A dark, relatively stripped-down thriller, Calibre brushes up against Deliverance-style tropes about city slickers running into trouble with tight-knit rural communities, but at its heart, it’s really just a merciless study in how quickly and thoroughly things can go wrong.
Marcus and Vaughn–old school friends with a little bit of distance and a lot of history–go on a hunting trip in the Scottish Highlands. Marcus is the initiator; Vaughn more of a passenger. He has a pregnant fiancée back home, and his domesticity emphasizes a softness about him that’s lacking in Marcus, who is blunter and more aggressive. He’s the experienced hunter, while Vaughn is the naif who has let Marcus orchestrate the pesky details like his gun license.
On their first morning in the woods, little things go wrong. Marcus has snorted a little coke in order to reconcile himself to getting up at the crack of dawn, and Vaughn is irritated by it; he’d thought Marcus had quit all that. Vaughn forgets his ammo and assumes he can just use Marcus’s instead, and Marcus has to explain through gritted teeth that they have different kinds of rifles, so no, actually, he can’t. He loans Vaughn one of his other guns, breaking the law in the process. The movie plays all this out without too much emphasis, and you can feel how these are all nothing more than minor wrinkles to the characters involved. The cocaine use is the most unconventional wildcard, but Marcus isn’t high out of his mind, just a little more wired than usual. When they go into the woods, they basically have it together. None of these things should matter too much.
Then Vaughn spots a deer, and Marcus coaxes and encourages him to take the shot. And Vaughn fires–and kills a boy who was out camping.
It’s an honest mistake. He didn’t see the boy, and we didn’t see the boy. (And really, when you think about it, shouldn’t a kid growing up in an area known for its hunting be a little more cautious about hanging out right next to that season’s game?
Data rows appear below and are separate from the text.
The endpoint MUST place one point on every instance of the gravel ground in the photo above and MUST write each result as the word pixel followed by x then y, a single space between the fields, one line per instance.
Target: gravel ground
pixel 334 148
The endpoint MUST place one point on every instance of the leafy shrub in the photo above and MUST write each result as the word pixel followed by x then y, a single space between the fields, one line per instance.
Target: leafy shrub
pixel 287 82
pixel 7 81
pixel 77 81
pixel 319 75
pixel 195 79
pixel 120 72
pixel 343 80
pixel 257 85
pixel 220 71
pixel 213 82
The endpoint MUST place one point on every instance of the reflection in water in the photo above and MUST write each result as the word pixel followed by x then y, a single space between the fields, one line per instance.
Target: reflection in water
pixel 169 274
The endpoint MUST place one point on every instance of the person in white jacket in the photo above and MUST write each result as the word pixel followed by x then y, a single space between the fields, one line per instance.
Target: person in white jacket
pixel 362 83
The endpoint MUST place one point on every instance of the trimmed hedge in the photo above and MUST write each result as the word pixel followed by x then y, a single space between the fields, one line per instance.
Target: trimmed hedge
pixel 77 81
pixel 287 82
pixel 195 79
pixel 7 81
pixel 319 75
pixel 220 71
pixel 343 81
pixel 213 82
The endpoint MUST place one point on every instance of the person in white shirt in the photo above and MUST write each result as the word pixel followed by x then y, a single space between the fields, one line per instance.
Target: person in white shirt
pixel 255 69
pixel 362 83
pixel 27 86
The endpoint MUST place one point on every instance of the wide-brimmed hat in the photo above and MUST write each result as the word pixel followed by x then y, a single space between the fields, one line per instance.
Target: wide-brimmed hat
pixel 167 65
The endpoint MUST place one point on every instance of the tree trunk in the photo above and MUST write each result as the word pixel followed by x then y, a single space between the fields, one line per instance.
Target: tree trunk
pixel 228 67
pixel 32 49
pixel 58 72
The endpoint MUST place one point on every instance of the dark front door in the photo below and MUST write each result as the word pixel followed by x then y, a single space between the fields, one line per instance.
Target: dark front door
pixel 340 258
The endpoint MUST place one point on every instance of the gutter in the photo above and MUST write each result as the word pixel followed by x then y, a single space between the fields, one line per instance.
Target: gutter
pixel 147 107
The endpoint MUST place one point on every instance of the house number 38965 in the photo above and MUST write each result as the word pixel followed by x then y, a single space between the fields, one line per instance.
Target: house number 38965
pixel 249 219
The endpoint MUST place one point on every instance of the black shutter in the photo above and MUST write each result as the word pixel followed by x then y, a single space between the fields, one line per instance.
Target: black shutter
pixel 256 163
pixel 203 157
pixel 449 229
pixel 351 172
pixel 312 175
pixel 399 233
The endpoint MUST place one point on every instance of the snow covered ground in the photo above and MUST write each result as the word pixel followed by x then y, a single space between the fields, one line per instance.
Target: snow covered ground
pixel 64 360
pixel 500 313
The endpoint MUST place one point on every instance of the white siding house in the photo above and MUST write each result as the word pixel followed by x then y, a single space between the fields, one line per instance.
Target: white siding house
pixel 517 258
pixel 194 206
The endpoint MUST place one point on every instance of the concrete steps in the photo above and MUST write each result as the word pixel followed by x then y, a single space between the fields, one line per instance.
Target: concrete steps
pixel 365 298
Come on, kid.) Vaughn completely freezes up–and then the boy’s horrified, grief-stricken father crashes into the picture, and it’s hard to tell if he’s hearing any of Vaughn’s stammered explanation. He’s also equipped for hunting, and he’s drawing a bead on Vaughn. Will he fire? We never know, because Marcus fires on him first.
The move may have saved Vaughn’s life, but it’s left them with two dead bodies–one of them only a child–and the dawning certainty that reporting this would ruin their lives. Vaughn argues in favor of the law, but Marcus lays out how neatly trapped they are: drugs, alcohol, and a child shot with a gun Vaughn wasn’t legally allowed to carry. And while the village is dying, its economy withering on the vine–the top man there, Logan, even humbles himself to suck up to investment banker Marcus in the hope of getting some grants and projects funneled into the area–its sense of camaraderie is alive and well. These people have nothing except each other, and Vaughn and Marcus have just killed two of their own. Marcus insists that they have to cover everything up.
The film goes on neatly from there, not really introducing anything new but just playing off everything it’s already set up, letting consequences unfold and multiply of their own accord. Calibre knows that it doesn’t have to put too many story elements in the mix, so it makes its plot work with details about cocaine and ammunition, with ordinary relationship tensions and social conflicts. There’s a very slight touch of horror to the exact way everything turns out, but the movie earns it by being so straightforward and grounded everywhere else. It doesn’t qualify as a great film, but it’s a very satisfying and well-constructed one, invested in fundamental storytelling virtues a lot of contemporary genre movies don’t bother with.